ACT categorizes these as “unhelpful thoughts.” Defusion techniques can help you accept these thoughts by seeing them in a non-threatening way, as simply a string of words. One defusion technique is called Silly Voices where you repeat the thought aloud slowly, in a squeaky or comic voice. We recommend using a voice like Yoda, Mickey Mouse, or Bugs Bunny. Imagine how much less power your self-critical words would have if you heard them in these silly, happy voices? It can take away the pain and the harshness just long enough for you to realize you don’t deserve what you are saying to yourself.
Try using the Silly Voices technique now.
Another fun defusion technique is called Musical Thoughts. This involves taking your self-critical thought and singing it to yourself to the tune of a common upbeat song such as “Happy Birthday” or “Jingle Bells.” This helps you to realize that your thought is just made up of words, like the lyrics of a song. You are the one giving these thoughts the power they don’t deserve. This can stop the ruminating we sometimes do on the same subjects that keep us stuck and unsatisfied.
Try using the Musical Thoughts technique now.
Another defusion technique is thinking about our thoughts and feelings as though they are like the weather, they come and they go. We know that we cannot control or stop the weather, and the same is true for our thoughts and feelings. But we can learn to react to them differently. And if we give up the futile struggle to try and stop or control it, the storm of thoughts and feelings will pass. Next time you feel as though you are in the middle of “a storm”, try to remember that the sun will come out again, and oftentimes there’s a rainbow at the end of the storm!
ACT offers so many helpful defusion techniques; you can find more by simply Googling ACT defusion techniques.

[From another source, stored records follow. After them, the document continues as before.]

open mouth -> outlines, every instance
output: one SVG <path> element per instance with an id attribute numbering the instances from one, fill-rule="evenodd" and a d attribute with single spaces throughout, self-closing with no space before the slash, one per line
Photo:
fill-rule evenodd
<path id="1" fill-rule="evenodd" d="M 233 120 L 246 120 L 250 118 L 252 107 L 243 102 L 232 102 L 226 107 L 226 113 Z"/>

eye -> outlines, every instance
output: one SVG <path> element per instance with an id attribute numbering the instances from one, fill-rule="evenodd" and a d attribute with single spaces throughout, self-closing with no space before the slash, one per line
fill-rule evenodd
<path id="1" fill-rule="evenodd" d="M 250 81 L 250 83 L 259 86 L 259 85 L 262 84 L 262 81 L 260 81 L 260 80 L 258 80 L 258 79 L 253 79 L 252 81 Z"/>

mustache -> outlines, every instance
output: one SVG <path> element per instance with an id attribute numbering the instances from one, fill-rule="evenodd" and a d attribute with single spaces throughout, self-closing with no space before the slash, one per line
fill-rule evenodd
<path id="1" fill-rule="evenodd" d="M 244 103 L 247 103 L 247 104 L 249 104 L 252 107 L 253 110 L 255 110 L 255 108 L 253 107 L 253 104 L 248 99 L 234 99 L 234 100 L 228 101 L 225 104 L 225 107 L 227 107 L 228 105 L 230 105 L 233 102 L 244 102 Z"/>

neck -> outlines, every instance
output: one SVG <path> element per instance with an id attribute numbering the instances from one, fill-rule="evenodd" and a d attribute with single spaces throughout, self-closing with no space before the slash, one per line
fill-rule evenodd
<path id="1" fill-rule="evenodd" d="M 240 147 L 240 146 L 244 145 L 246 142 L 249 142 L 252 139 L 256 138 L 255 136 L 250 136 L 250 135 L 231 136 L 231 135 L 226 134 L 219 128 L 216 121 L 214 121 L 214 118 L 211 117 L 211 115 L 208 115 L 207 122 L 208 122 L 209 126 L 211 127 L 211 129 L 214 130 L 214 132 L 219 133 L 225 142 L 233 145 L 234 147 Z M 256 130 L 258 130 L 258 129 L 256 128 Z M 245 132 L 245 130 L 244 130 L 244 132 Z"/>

See yourself through the eyes of love!
Although self-love is an inside job, sometimes it's difficult to turn off our "stinking thinking" and focus on our strengths. If this is the case for you, try to look at yourself through the eyes of a loved one and see yourself as they see you. This will enable you to see how truly magnificent you really are! If this is too difficult, try asking a loved one to tell you the strengths they see in you. Listen without judgment and let their words speak to your soul. Set the intention to see only the light in yourself and in others.
A-Z Positive Traits
Download the A-Z positive traits worksheet and fill in at least three positive traits for each letter of the alphabet. If you have trouble coming up with three, ask a friend or a family member who knows and loves you to help.
This activity is taken from the work of Louise Hayes. Stand in front of a mirror (or hold up a hand held mirror) and look into your own eyes (don't be tempted to look at or judge any aspects of your face or body), imagine that you are looking into your soul. Say the words "I love you" aloud to yourself. This may be challenging at first, but with practice it will become easier, and more believable. Do this every day for at least 21 days and over time it will help to increase your self-love.